Too bad for her that he had other ideas.

“Everyone grows up, Constantine,” she replied. She considered. “Or, I should say, almost everyone.”

“Was that a dig?” He made a tsking sound. “That is no way to convince me to be merciful, Molly. You must know that.”

“I would prefer it if you called me Magda.”

He grinned, enjoying himself immensely. “I am certain that you would. But I think I will stick with Molly all the same. Just to remind ourselves who and what we are.”

Fascinated, he watched as a storm moved through that cool blue gaze of hers before she shuttered her gaze.

And then he waited, letting the silence spill out between them. Until, to his very great pleasure, she stopped holding that commanding position in the doorway and took a step farther into the room.

Betraying herself, he thought.

“I know you know why I’m here,” she said, sounding far more brisk, then. “I suppose we might as well get down to business.”

“Refresh my memory,” he invited her.

“I see that we’re going to play games. Lovely.”

He remembered the sixteen-year-old who had foolishly confided in him and saw no trace of her on this woman’s face. But that was just as well. Constantine did not traffic in guilt or shame, so he would never use those words to describe how he felt when he thought of that time. And yet sometimes it haunted him, all the same.

“Is that really necessary?” she asked.

“You will know what is necessary and what is unnecessary,” he assured her. “Because I will tell you.” He inclined his head, then waved a lazy hand. “For now, by all means, tell me your sad tale of woe, Molly.”

“I do not wish to bore you.” Her cool eyes glittered, like shards of ice, and he suspected she was thinking of a great many things she would like to do to him, none of them boring. All of them violent. “I know you remember my mother.”

“As it happens, I have known a great number of grasping, petulant, jumped-up whores in my life,” Constantine drawled, each word deliberate. Each word its own sharp blade. “And yet, you are correct, your mother managed to distinguish herself.”

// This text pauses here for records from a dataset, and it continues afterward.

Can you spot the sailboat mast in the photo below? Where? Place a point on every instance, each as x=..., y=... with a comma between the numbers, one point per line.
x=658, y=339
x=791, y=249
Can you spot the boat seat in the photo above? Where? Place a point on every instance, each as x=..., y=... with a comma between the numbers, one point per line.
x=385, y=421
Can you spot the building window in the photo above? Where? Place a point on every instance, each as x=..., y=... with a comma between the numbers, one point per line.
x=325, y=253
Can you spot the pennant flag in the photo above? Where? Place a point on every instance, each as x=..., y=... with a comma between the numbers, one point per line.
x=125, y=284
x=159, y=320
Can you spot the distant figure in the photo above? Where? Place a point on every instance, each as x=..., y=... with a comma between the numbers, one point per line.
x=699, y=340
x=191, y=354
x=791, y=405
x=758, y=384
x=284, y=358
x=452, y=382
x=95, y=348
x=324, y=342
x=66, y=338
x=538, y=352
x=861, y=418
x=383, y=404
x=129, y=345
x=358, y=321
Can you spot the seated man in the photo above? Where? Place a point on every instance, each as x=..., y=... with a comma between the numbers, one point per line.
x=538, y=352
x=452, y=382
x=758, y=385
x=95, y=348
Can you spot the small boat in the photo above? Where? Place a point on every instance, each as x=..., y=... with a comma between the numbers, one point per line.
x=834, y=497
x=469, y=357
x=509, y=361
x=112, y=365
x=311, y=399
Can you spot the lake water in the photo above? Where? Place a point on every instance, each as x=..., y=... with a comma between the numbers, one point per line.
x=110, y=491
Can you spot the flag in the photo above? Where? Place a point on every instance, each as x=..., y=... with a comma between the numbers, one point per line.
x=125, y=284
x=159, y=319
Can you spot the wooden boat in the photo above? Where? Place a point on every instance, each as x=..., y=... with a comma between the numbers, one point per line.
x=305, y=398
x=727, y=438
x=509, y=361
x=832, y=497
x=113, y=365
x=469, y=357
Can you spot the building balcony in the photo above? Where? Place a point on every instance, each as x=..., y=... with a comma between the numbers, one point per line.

A faint splash of color stained Molly’s cheeks. Her eyes blazed with fury. And he had the sudden, near uncontrollable urge to rise from his chair, throw himself across the room, and get his hands and his mouth into all of that fire.

But too soon, she reined herself in, iced over, and regarded him coolly once again.

Interesting, he thought. He would have to make a note of how she protected herself with that aloofness. And set it ablaze.

“I am not here to debate my mother’s faults with you, or anyone,” she said crisply.

“And yet I feel certain that should I wish to discuss your mother’s many faults and terrible decisions, I will. Entirely as I please. With or without your permission. Molly.”